From pasteurisation to machine learning, we look at the tech that has helped the industry evolve – and what might change it even further

When it comes to tech, the dairy industry has championed some nifty innovation. It started with simple inventions that took the pain out of work. The milking stool, made with three legs so it wouldn’t wobble on uneven ground, saved crouching. Then there was the ergonomic carrying pole – or milkmaid’s yoke – for buckets of milk, which reduced the number of trips from cow field to farmhouse.

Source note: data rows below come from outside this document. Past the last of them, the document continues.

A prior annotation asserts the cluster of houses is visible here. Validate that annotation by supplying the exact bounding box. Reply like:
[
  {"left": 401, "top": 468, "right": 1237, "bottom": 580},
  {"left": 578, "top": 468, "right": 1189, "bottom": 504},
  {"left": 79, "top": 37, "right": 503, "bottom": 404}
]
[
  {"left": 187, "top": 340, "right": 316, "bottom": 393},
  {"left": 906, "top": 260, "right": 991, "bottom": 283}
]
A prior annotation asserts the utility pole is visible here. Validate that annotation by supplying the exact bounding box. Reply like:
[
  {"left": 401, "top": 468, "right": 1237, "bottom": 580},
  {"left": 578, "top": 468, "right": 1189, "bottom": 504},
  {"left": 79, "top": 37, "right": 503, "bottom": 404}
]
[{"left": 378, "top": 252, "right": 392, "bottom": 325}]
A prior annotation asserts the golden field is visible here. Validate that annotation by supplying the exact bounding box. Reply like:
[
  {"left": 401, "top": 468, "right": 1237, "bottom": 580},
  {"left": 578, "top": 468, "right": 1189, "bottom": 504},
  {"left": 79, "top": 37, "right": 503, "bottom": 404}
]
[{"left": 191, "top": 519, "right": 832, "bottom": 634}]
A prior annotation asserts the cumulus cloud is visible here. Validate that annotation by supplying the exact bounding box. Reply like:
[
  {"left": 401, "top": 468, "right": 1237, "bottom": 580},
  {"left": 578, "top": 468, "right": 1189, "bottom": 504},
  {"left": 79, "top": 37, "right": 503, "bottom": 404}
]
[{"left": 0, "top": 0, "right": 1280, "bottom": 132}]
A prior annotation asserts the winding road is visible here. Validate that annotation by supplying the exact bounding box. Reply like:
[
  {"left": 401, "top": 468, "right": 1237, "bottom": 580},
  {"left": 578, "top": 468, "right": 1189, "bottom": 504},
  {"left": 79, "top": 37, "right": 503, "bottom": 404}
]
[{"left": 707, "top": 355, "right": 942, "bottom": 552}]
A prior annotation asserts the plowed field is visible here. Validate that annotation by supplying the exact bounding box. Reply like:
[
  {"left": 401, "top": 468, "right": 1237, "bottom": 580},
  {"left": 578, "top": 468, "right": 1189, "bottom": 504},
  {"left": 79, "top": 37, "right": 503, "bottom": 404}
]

As we entered last century, scale and safety became the focus. In 1930, rotating parlour The Rotolactor was unveiled, capable of milking and washing 50 cows in 12-and-a-half minutes. The electric milk float was invented to meet growing demand for doorstop deliveries. And pasteurisation became the standard.

Yet that example of pasteurisation shows how UK dairy has sometimes been slow to adopt new technologies. In a 1943 paper championing compulsory pasteurisation of milk, for instance, British bacteriologist Graham Selby Wilson wrote: “Objections are frequently raised to it on pseudo-scientific grounds, but the real objection in the past has been financial, and has come from the producer-retailers.”

That aversion to change remains. Take robotic milking machines. Market penetration is still low, with about 10% of the UK’s cows milked by robots – although market leader Lely expects to double the number of installations to 6,000 in the next five years.

“The track record indicates that the UK lags behind comparable high-income countries in effective agricultural technology use,” says Professor James Lowenberg-DeBoer of Harper Adams University.

He believes that could all change, as market conditions force a growing use of tech. “The UK agri-food sector is facing unparalleled challenges created by the confluence of climate change, food security concerns, and the farm policy and trade changes linked to Brexit,” says Lowenberg-DeBoer. “To respond to these challenges, UK farmers and agribusinesses need access to the latest science and technology.”

The government is encouraging these developments through its Farming Innovation Programme, designed to boost productivity, sustainability and resilience. Since launching in late 2021, its has announced more than £123m for industry-led R&D.

The resulting pitches, farming minister Mark Spencer says, “showcase the range of possibilities available for driving up productivity and solving some of the industry’s biggest challenges”. In August, £14m was made available to the sector in two research and feasibility competitions.

While Lowenberg-DeBoer says government-backed projects “tend to be conservative”,  the sector is not without moonshot ideas. Take cell-based milk.  Startups like TurtleTree aim to make this in a factory using mammalian cells. For now, it is using lactoferrin protein in a lab – “a proven-to-scale technology we can harness to hit price parity right out of the gate” says  chief scientific officer Aletta Schnitzler.

Because, like all innovation, it requires cash. “Achieving profitability in the short term will support our cell-based milk project,” she adds.

It’s just one example of game-changing innovation in dairy over the years.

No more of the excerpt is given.